Но мода на писателя быстро вышла за пределы интеллигентского круга. «Когда слава Горького выросла до огромных размеров, имя его стало употребляться как нарицательное имя: всех босяков, называли «Максимами Горькими», товаро-пассажирские поезда железных дорог с вагонами 4-го класса так же получили название «Максим Горький…» – вспоминал Н. Д. Телешов («Записки писателя», 1943).

Новыми казались не только горьковский герой-босяк, отождествляемый с автором, и пафос отрицания, совпадающий то с марксистской, то с ницшеанской идеологией, но и стиль горьковских рассказов. И. Бабель, новатор советской прозы 1920-х годов, всю жизнь считавший Горького своим учителем и покровителем, в ранней статье «Одесса» (1916) утверждал, что «в русской литературе еще не было настоящего радостного, ясного описания солнца». Солнечный пейзаж – яркий, красочный, эффектный, праздничный, нарядный – появился только теперь. «Первым человеком, заговорившим в русской книге о солнце, заговорившим восторженно и страстно, – был Горький. Горький – предтеча и самый сильный в наше время».

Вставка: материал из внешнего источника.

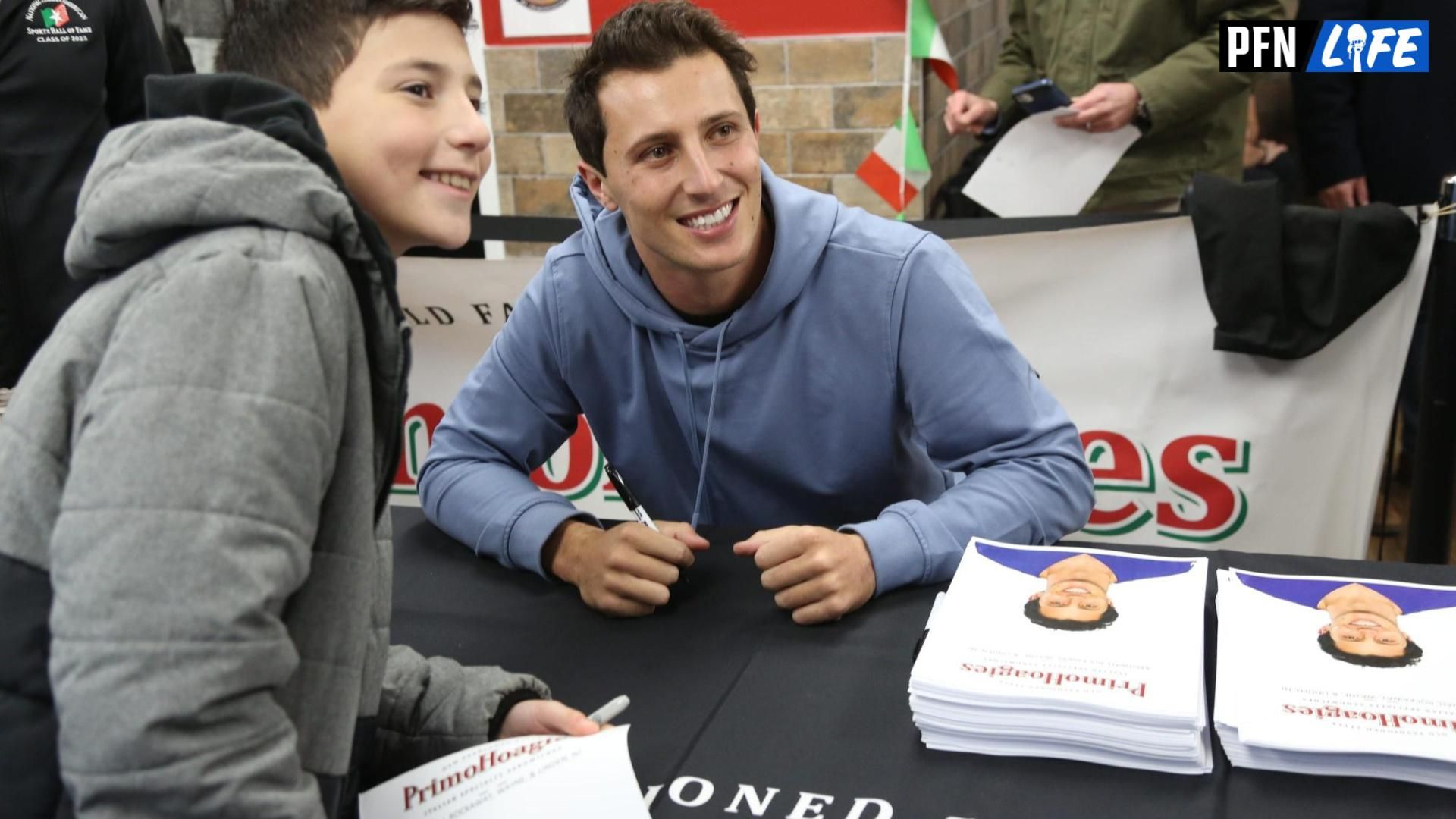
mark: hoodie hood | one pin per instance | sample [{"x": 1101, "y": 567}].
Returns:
[
  {"x": 218, "y": 152},
  {"x": 615, "y": 261},
  {"x": 229, "y": 150},
  {"x": 617, "y": 264}
]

Далеко не все современники были в таком же восторге от горьковского природоописания. Бунину, ревнителю классической традиции, этот стиль казался вычурным, неправдоподобным, безвкусным. Достаточно критически относился к ранним горьковским рассказам и Чехов, предпочитая им бытовую, очерковую «Ярмарку в Голтве». Но многочисленные метафоры, послушно выстраивающиеся в ряды и постоянно переходящие в олицетворения, энергия нанизывания все новых и новых слов – заражали читателя, уже отвыкшего после Толстого и Чехова от пышной стилистики романтического повествования.

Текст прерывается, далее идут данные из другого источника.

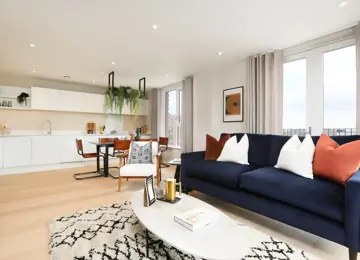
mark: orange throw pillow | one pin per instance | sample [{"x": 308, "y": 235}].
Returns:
[
  {"x": 214, "y": 147},
  {"x": 334, "y": 162}
]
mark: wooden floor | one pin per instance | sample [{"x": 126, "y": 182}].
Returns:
[{"x": 29, "y": 202}]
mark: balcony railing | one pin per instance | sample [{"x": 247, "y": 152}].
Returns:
[{"x": 328, "y": 131}]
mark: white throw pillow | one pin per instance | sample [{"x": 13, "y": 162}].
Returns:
[
  {"x": 297, "y": 157},
  {"x": 234, "y": 151}
]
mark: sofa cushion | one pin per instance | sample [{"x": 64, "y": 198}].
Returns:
[
  {"x": 259, "y": 148},
  {"x": 318, "y": 195},
  {"x": 335, "y": 162},
  {"x": 222, "y": 173}
]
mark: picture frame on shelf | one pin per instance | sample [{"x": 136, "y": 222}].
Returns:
[{"x": 233, "y": 105}]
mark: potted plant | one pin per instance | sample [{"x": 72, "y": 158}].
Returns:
[
  {"x": 115, "y": 97},
  {"x": 22, "y": 98}
]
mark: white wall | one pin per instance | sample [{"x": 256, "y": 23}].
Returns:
[
  {"x": 23, "y": 120},
  {"x": 208, "y": 101}
]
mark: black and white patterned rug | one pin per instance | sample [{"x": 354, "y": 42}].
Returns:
[{"x": 114, "y": 232}]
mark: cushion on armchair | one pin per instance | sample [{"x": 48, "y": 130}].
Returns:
[{"x": 142, "y": 152}]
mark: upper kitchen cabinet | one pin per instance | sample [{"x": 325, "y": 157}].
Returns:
[
  {"x": 45, "y": 99},
  {"x": 72, "y": 101},
  {"x": 1, "y": 154},
  {"x": 94, "y": 103}
]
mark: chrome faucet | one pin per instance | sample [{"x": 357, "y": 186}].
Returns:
[{"x": 49, "y": 132}]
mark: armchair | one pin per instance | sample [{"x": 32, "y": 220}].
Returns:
[{"x": 140, "y": 171}]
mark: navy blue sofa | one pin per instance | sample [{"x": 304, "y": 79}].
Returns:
[{"x": 318, "y": 206}]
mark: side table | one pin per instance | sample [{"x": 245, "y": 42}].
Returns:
[{"x": 177, "y": 175}]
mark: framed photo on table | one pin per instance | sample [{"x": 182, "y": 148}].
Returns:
[
  {"x": 233, "y": 105},
  {"x": 149, "y": 191}
]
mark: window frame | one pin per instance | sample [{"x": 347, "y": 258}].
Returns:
[
  {"x": 315, "y": 81},
  {"x": 178, "y": 88}
]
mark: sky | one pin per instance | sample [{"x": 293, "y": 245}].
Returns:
[{"x": 339, "y": 90}]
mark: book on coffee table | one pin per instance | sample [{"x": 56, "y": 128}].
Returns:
[{"x": 196, "y": 218}]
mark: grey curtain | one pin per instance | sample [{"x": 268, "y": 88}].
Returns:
[
  {"x": 153, "y": 112},
  {"x": 357, "y": 38},
  {"x": 187, "y": 115},
  {"x": 264, "y": 93}
]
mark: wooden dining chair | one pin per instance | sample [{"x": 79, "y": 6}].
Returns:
[
  {"x": 121, "y": 150},
  {"x": 93, "y": 174},
  {"x": 163, "y": 146}
]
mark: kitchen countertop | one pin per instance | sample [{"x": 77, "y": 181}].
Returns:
[
  {"x": 20, "y": 134},
  {"x": 64, "y": 133}
]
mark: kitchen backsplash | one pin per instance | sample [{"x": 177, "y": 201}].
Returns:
[{"x": 35, "y": 121}]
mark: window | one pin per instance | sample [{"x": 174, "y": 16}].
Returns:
[
  {"x": 294, "y": 95},
  {"x": 340, "y": 91},
  {"x": 319, "y": 92},
  {"x": 173, "y": 100}
]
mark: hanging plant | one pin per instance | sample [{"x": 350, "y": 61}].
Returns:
[
  {"x": 22, "y": 98},
  {"x": 134, "y": 100},
  {"x": 116, "y": 97}
]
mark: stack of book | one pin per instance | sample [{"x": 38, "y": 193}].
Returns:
[{"x": 196, "y": 218}]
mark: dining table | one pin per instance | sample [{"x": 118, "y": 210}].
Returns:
[{"x": 106, "y": 145}]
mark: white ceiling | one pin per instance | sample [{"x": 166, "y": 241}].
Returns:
[{"x": 81, "y": 38}]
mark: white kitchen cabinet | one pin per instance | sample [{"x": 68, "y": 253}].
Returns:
[
  {"x": 68, "y": 151},
  {"x": 45, "y": 150},
  {"x": 88, "y": 146},
  {"x": 93, "y": 103},
  {"x": 1, "y": 165},
  {"x": 46, "y": 99},
  {"x": 16, "y": 151},
  {"x": 71, "y": 101}
]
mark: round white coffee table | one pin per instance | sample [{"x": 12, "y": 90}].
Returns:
[{"x": 222, "y": 239}]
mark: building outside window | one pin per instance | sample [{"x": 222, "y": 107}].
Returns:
[
  {"x": 319, "y": 92},
  {"x": 173, "y": 101}
]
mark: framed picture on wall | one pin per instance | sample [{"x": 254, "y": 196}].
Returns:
[{"x": 233, "y": 105}]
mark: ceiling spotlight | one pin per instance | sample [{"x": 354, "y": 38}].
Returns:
[{"x": 343, "y": 4}]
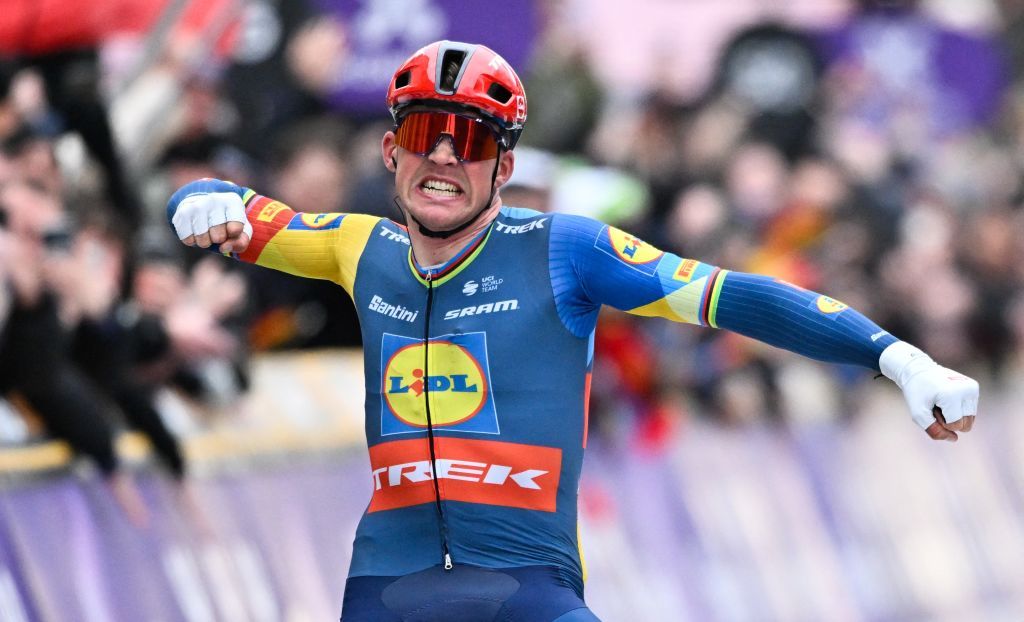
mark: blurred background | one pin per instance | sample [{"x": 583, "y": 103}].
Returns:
[{"x": 181, "y": 437}]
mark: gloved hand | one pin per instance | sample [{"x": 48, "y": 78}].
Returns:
[
  {"x": 211, "y": 211},
  {"x": 941, "y": 401}
]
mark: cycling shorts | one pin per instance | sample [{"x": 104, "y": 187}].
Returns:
[{"x": 466, "y": 593}]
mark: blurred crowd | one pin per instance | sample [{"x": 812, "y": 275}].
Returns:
[{"x": 869, "y": 150}]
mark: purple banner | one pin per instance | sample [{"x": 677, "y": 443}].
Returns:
[{"x": 383, "y": 33}]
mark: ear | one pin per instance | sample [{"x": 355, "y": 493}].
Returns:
[
  {"x": 505, "y": 167},
  {"x": 388, "y": 148}
]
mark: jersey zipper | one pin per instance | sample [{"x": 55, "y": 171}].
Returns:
[{"x": 445, "y": 550}]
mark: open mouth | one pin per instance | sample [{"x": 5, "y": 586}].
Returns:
[{"x": 437, "y": 188}]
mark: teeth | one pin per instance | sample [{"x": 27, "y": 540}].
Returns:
[{"x": 443, "y": 189}]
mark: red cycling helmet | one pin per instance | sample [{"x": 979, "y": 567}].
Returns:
[{"x": 461, "y": 77}]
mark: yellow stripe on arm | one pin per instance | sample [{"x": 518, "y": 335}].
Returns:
[
  {"x": 316, "y": 246},
  {"x": 685, "y": 286}
]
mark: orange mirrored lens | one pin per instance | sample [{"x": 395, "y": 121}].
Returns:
[{"x": 471, "y": 138}]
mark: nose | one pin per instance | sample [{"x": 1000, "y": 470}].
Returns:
[{"x": 443, "y": 152}]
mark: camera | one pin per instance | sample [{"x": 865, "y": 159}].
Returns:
[{"x": 57, "y": 240}]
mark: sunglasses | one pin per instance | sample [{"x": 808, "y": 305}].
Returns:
[{"x": 472, "y": 139}]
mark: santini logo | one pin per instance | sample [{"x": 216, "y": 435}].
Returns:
[
  {"x": 391, "y": 311},
  {"x": 479, "y": 309}
]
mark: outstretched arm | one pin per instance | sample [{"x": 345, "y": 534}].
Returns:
[
  {"x": 212, "y": 213},
  {"x": 594, "y": 264}
]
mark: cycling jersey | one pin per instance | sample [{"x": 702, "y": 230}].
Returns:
[{"x": 477, "y": 372}]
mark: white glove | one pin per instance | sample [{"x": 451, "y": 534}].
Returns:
[
  {"x": 928, "y": 385},
  {"x": 196, "y": 213}
]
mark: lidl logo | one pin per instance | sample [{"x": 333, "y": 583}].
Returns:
[
  {"x": 305, "y": 221},
  {"x": 632, "y": 250},
  {"x": 269, "y": 210},
  {"x": 685, "y": 271},
  {"x": 828, "y": 305},
  {"x": 456, "y": 378}
]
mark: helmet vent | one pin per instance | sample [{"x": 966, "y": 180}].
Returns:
[
  {"x": 499, "y": 93},
  {"x": 451, "y": 70}
]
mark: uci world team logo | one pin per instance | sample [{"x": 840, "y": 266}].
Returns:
[
  {"x": 456, "y": 377},
  {"x": 634, "y": 251}
]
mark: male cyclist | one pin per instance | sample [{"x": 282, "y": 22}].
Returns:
[{"x": 478, "y": 322}]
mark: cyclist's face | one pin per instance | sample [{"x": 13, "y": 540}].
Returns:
[{"x": 441, "y": 192}]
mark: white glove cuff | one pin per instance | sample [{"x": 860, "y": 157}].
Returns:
[{"x": 900, "y": 362}]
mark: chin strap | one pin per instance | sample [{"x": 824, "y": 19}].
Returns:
[{"x": 449, "y": 233}]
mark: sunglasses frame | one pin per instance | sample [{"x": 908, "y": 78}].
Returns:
[{"x": 496, "y": 135}]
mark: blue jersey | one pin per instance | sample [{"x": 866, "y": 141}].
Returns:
[{"x": 477, "y": 372}]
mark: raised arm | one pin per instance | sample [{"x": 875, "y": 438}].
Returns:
[
  {"x": 594, "y": 264},
  {"x": 212, "y": 213}
]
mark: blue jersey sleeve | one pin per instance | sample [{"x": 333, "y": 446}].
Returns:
[{"x": 592, "y": 263}]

«Лодка помчалась снова, бесшумно и легко вертясь среди судов… Вдруг она вырвалась из их толпы, и море – бесконечное, могучее – развернулось перед ними, уходя в синюю даль, где из вод его вздымались в небо горы облаков – лилово-сизых, с желтыми пуховыми каймами по краям, зеленоватых, цвета морской воды и тех скучных, свинцовых туч, что бросают от себя такие тоскливые, тяжелые тени. Облака ползли медленно, то сливаясь, то обгоняя друг друга, мешали свои цвета и формы, поглощая сами себя и вновь возникая в новых очертаниях, величественные и угрюмые… Что-то роковое было в этом медленном движении бездушных масс. Казалось, что там, на краю моря, их бесконечно много и они всегда будут так равнодушно всползать на небо, задавшись злой целью не позволять ему никогда больше блестеть над сонным морем миллионами своих золотых очей – разноцветных звезд, живых и мечтательно сияющих, возбуждая высокие желания в людях, которым дорог их чистый блеск» («Челкаш», 1894).

Своими первыми книгами Горький ответил на многочисленные ожидания. Перед ним открывалось множество дорог. За десятилетие превратившись из нижегородского босяка в знаменитого писателя, в начале века он сделал выбор, который предопределил следующие повороты его фантастической судьбы.